The city negotiated new deals with its eight private haulers this fall that require them to begin providing green recycling. Robertson said the haulers will likely have all their new green bins delivered by March — months ahead of the city.

Private haulers are expected to pass the cost of the new green recycling service on to their customers in the form of higher monthly fees.

San Diego officials say adding green recycling has increased the city’s annual costs for no-fee trash and recycling services more than $25 million per year. That doesn’t include another $30 million in one-time costs for new bins and trucks.

The burden of those new costs was expected to fall entirely on city taxpayers until voters approved Measure B on the Nov. 8 ballot. The measure allows the city to start charging monthly fees to homes that have been receiving pickup for no additional fee.

Confusion and chaos are expected to start Jan. 11 when the first bins get delivered, with many dropped off next to parked cars and in other potentially inconvenient spots, Robertson said.

“We hope everyone can understand this one-time inconvenience and help ensure their neighbor gets the right bin,” said Robertson, noting that bins will be delivered on streets but not in alleys.

Residents will receive one of three sizes of green bin — 35-gallon, 65-gallon or 95-gallon.

The 95-gallon bins will go to ordinary single-family homes, and the 35-gallon bins will go to residents living in apartments and condos. The 65-gallon bins will go to people with space constraints or narrow passageways to access a street.

Any customer who wants a different-sized bin than the one they received has 14 days from their delivery date to request a replacement bin on the city’s Get it Done! tipster app or by calling the Environmental Services Department.

While bins will be delivered based on trash pickup day, priority will be given within each group to neighborhoods that scored highest on the city’s climate equity index.

The index, created in 2019, measured which low-income and ethnically diverse city neighborhoods are the most vulnerable to the effects of climate change.

Pickups of green recycling will begin one week after new bins and kitchen pails are delivered. Residents will get instructions for what can be placed in the new bins one to two months before delivery.

City officials are sending all customers multi-colored guides with illustrations and instructions in several languages.
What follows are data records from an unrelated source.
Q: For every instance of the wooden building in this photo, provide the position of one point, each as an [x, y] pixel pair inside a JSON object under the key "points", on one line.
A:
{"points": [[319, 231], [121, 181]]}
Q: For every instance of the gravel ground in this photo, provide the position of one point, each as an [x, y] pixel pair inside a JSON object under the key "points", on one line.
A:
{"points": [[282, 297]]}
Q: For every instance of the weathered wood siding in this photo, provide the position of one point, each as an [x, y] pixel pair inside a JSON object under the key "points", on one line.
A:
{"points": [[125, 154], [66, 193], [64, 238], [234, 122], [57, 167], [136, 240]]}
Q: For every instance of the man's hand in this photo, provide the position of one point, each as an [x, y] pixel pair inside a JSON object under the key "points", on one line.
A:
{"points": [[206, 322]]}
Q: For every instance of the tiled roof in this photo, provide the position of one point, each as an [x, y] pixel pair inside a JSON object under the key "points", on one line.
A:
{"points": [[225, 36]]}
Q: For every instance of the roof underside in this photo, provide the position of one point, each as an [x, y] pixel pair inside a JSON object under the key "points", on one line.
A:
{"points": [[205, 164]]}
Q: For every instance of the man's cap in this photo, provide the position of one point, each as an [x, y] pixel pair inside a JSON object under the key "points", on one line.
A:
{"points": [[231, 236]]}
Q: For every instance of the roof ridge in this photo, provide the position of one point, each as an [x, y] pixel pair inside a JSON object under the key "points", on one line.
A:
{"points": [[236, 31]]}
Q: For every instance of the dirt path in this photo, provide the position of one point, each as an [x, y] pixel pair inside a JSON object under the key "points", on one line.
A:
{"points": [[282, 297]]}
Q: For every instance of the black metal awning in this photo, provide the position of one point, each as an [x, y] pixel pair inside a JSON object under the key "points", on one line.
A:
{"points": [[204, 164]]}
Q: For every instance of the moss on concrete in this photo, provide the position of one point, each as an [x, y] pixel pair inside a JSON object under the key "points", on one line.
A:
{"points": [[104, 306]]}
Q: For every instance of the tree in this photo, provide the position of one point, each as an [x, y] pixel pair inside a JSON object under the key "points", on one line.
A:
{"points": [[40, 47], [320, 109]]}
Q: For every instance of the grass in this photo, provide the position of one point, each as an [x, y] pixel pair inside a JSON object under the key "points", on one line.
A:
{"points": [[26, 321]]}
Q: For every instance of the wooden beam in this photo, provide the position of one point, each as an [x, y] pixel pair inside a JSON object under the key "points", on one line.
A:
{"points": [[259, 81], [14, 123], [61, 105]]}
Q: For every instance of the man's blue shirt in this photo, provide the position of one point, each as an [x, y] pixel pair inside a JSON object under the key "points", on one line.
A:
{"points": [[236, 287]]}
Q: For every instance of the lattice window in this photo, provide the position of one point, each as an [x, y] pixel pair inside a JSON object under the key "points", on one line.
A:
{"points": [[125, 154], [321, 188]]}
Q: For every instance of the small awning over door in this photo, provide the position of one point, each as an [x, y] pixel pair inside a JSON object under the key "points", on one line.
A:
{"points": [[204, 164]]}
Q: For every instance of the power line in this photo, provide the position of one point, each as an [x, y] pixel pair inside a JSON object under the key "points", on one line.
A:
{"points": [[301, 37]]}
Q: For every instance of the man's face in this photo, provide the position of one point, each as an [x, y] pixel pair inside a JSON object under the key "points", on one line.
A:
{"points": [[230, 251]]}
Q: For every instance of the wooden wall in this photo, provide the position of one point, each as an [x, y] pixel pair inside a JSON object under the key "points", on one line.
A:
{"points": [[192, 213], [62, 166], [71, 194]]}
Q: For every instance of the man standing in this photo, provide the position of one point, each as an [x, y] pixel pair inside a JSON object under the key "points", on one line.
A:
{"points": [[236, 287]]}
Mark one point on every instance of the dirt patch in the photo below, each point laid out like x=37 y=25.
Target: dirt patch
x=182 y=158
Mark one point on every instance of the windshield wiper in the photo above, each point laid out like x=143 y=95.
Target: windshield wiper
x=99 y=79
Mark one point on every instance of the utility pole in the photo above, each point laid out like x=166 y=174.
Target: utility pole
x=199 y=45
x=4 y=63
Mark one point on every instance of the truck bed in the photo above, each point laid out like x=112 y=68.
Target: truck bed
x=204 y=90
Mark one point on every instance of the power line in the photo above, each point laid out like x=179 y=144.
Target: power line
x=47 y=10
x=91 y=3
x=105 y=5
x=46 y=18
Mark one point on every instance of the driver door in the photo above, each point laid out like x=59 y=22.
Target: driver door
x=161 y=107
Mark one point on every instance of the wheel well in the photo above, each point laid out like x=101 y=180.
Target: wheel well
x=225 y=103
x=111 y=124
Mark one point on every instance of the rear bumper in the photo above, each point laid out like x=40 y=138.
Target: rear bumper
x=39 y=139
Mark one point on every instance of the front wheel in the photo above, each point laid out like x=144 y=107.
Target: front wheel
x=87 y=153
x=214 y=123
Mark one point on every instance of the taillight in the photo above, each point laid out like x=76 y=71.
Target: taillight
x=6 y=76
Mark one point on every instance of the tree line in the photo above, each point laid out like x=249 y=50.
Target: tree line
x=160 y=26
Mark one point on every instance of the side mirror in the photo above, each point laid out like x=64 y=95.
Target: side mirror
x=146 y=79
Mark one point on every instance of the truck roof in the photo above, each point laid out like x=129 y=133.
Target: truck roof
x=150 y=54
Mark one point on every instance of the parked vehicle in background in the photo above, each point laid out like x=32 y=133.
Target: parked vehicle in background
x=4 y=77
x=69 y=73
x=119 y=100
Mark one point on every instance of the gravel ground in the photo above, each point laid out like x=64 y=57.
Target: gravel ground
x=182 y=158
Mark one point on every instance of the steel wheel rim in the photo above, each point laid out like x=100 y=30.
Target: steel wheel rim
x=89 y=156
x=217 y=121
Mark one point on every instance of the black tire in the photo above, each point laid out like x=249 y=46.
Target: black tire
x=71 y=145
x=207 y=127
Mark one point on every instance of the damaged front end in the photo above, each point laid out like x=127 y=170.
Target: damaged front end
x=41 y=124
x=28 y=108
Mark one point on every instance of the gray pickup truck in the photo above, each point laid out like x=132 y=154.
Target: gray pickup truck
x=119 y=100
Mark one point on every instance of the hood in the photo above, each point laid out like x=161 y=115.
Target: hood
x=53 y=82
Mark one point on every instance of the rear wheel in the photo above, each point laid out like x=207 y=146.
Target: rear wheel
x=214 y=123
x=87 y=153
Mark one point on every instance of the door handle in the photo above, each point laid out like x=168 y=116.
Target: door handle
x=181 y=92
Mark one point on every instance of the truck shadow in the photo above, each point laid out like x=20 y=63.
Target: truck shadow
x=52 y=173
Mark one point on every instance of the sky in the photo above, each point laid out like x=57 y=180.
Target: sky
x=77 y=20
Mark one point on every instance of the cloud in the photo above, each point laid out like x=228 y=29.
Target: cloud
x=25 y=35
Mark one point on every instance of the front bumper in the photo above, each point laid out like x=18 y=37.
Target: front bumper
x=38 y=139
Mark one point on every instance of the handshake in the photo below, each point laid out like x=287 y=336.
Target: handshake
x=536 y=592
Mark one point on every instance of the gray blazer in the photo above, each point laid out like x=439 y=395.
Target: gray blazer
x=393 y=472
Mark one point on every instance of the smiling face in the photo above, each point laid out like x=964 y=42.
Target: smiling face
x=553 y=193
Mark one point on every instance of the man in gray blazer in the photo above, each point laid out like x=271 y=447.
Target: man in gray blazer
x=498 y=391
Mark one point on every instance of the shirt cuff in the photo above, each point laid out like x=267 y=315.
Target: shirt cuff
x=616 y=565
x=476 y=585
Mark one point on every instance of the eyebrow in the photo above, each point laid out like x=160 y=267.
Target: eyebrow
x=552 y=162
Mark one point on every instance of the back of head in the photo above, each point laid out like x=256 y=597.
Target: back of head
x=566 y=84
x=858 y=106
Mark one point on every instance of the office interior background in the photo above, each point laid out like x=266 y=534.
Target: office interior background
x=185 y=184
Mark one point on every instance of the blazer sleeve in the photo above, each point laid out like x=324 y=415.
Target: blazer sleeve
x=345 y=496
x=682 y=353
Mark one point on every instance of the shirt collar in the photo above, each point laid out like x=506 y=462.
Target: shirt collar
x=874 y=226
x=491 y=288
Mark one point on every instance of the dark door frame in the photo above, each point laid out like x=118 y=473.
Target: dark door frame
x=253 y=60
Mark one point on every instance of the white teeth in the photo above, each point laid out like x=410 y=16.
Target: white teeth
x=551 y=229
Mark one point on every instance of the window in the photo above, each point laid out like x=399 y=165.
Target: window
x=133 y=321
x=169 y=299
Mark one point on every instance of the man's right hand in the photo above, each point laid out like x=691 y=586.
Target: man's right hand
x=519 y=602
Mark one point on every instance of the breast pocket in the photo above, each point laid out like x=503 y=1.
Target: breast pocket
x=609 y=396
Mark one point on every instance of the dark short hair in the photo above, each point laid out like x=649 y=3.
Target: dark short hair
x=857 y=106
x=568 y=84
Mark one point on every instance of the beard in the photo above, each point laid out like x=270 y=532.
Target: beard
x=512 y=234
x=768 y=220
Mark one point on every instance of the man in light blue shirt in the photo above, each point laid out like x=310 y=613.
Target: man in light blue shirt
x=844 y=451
They’ve also scheduled four outreach sessions to help low-income residents. They will take place Jan. 21 at the Logan Heights Library, Feb. 4 at the Linda Vista Recreation Center, Feb. 18 at the Skyline Hills Library and March 4 at the San Ysidro Library. Contact the sites for specific times.

Organic waste eligible for the green bins includes fruit, vegetables, eggs, dairy, bread, baked goods, coffee filters, paper napkins, paper bags, parchment paper, grass, leaves, flowers, plant trimmings and non-hazardous wood.

Meat and chicken bones are also eligible for green recycling, but they must be carefully stored in kitchen pails or frozen to avoid smells, said Robertson, noting that city officials are trying to keep things simple for residents at the beginning.

“What really we’re focused on is those early wins for them so they stay participating in the program,” she said.

The city instructional guides also explain how to effectively clean the new green bins and kitchen pails.

The new trucks have a different body type than the city’s existing trash trucks and they have a blue stripe instead of the orange stripe on the existing trucks.

San Diego is also building a new organics recycling plant to compost all of the organic waste the city will be collecting. It will replace the Miramar Greenery at the city’s landfill.

City officials are also still working on a plan to better connect local food banks with restaurants and grocery stores that typically throw away large volumes of food. Robertson said she expected businesses to start slow and then slowly increase what they send to food banks.